A quote from Patrick Carnes’ The Betrayal Bond:
Abandonment by betrayal is worse than mindless neglect. Betrayal is purposeful and self-serving. If severe enough, it is traumatic. What moves betrayal into the realm of trauma is fear and terror. If the wound is deep enough, and the terror big enough, your bodily systems shift to an alarm state. You never feel safe. You’re always on full-alert, just waiting for the hurt to begin again. In that state of readiness, you’re unaware that part of you has died. You are grieving. Like everyone who has loss, you have shock and disbelief, fear, loneliness and sadness. Yet you are unaware of these feelings because your guard is up. In your readiness, you abandon yourself. Yes, another abandonment.

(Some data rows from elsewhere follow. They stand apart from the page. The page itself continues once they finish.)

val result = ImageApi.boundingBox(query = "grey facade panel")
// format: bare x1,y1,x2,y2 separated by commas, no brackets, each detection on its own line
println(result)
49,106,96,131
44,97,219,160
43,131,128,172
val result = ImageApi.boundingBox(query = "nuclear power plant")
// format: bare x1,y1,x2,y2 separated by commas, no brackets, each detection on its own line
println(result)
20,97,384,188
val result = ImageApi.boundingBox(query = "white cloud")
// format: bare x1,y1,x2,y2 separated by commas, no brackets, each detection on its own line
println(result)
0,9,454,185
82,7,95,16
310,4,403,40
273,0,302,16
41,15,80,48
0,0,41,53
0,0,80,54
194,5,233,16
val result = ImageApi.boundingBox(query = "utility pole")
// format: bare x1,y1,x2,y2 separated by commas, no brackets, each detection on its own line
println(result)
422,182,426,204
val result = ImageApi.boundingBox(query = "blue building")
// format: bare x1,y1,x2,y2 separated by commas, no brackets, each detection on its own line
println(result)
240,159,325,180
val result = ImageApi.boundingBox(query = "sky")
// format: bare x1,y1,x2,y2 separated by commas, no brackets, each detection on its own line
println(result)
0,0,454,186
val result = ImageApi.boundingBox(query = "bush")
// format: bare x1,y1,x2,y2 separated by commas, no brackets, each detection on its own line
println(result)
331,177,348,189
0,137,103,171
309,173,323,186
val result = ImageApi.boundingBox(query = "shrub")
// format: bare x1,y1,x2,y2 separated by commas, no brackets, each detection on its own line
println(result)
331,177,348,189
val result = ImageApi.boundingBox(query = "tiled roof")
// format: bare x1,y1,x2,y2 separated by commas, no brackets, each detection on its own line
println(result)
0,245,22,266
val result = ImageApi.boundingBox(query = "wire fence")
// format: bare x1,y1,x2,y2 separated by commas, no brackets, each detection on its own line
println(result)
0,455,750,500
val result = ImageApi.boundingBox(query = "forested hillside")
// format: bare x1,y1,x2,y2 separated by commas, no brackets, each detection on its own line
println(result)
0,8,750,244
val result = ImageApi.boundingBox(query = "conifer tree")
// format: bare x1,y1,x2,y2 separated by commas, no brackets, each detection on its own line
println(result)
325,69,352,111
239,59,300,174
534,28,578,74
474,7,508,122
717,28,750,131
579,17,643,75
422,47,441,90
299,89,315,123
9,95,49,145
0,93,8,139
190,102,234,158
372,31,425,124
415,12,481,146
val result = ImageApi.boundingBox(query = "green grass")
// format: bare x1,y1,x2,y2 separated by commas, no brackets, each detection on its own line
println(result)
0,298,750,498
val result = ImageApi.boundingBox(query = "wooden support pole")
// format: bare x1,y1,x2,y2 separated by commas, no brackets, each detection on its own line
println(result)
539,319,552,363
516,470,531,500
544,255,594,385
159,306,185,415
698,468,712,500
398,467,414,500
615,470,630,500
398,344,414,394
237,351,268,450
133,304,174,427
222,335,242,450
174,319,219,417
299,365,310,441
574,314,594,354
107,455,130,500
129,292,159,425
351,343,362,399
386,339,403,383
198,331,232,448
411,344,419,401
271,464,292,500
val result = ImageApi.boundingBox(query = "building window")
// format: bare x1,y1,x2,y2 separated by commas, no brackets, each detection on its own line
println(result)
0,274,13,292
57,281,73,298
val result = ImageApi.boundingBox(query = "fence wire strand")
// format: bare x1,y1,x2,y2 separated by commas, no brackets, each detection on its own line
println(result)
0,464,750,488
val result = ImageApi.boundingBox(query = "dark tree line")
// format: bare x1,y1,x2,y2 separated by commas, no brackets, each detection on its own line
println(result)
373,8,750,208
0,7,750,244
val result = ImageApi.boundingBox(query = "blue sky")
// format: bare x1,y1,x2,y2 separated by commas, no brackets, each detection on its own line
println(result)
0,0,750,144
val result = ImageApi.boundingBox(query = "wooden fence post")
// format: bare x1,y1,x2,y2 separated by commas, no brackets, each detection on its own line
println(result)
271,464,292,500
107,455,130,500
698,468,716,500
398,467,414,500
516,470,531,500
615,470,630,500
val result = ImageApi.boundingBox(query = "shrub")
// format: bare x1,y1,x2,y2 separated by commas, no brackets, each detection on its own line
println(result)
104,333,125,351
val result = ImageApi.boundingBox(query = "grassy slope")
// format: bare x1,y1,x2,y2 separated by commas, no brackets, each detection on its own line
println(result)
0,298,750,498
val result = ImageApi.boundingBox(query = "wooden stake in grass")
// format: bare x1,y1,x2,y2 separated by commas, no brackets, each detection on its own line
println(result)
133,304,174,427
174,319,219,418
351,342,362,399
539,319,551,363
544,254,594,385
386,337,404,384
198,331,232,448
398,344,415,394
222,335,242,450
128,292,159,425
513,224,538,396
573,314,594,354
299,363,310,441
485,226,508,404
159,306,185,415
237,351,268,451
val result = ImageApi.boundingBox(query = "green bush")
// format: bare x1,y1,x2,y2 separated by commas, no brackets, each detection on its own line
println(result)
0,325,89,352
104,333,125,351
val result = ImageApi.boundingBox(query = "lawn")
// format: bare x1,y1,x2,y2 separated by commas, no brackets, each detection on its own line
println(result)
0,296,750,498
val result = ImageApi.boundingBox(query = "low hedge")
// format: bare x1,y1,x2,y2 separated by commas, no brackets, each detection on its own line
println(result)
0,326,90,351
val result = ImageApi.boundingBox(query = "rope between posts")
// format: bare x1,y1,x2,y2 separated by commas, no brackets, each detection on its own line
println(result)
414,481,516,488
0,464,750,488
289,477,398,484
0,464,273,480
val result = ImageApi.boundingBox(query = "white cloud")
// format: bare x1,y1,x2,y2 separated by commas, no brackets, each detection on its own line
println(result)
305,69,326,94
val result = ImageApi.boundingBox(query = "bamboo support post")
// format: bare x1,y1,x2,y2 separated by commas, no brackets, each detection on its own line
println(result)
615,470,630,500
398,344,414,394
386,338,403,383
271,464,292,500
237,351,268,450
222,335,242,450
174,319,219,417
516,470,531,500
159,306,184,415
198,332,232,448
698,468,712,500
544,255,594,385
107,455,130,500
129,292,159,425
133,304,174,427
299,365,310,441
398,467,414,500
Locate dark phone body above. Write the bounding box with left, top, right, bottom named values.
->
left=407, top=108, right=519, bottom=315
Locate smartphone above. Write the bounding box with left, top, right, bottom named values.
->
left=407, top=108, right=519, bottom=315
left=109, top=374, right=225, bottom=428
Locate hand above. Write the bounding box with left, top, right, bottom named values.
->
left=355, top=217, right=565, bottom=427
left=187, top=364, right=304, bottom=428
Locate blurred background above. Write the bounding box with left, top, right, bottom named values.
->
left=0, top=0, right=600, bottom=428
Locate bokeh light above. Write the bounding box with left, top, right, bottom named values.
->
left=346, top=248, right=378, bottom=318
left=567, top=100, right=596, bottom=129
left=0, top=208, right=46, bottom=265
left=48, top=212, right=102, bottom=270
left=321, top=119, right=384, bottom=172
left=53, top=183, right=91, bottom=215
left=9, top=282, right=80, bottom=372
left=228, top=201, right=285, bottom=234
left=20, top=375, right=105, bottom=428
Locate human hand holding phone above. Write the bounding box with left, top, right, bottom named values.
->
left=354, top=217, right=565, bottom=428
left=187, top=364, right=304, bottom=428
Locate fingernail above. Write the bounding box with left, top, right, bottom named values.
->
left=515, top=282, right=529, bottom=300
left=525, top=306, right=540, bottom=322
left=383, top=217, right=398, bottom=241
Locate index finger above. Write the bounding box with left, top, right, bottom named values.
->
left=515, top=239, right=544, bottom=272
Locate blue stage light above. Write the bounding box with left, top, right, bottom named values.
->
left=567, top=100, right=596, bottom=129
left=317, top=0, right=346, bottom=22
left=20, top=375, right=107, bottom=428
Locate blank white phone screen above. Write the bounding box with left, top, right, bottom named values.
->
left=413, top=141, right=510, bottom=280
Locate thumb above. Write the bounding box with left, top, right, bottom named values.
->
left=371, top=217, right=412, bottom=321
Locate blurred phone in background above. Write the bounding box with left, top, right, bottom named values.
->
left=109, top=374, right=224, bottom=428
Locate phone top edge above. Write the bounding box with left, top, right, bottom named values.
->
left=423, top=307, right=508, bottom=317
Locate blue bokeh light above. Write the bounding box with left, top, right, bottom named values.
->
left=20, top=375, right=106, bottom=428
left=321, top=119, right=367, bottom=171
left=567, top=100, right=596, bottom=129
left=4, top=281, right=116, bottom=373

But that is not the worst. The worst is a mind-numbing, highly addictive attachment to the people who have hurt you. You may even try to explain and help them understand what they are doing—convert them into non-abusers. You may even blame yourself, your defects, your failed efforts. You strive to do better as your life slips away in the swirl of the intensity. These attachments cause you to distrust your own judgment, distort you own realities and place yourself at even greater risk. The great irony? You are bracing yourself against further hurt. The result? A guarantee of more pain. These attachments have a name. They are called betrayal bonds.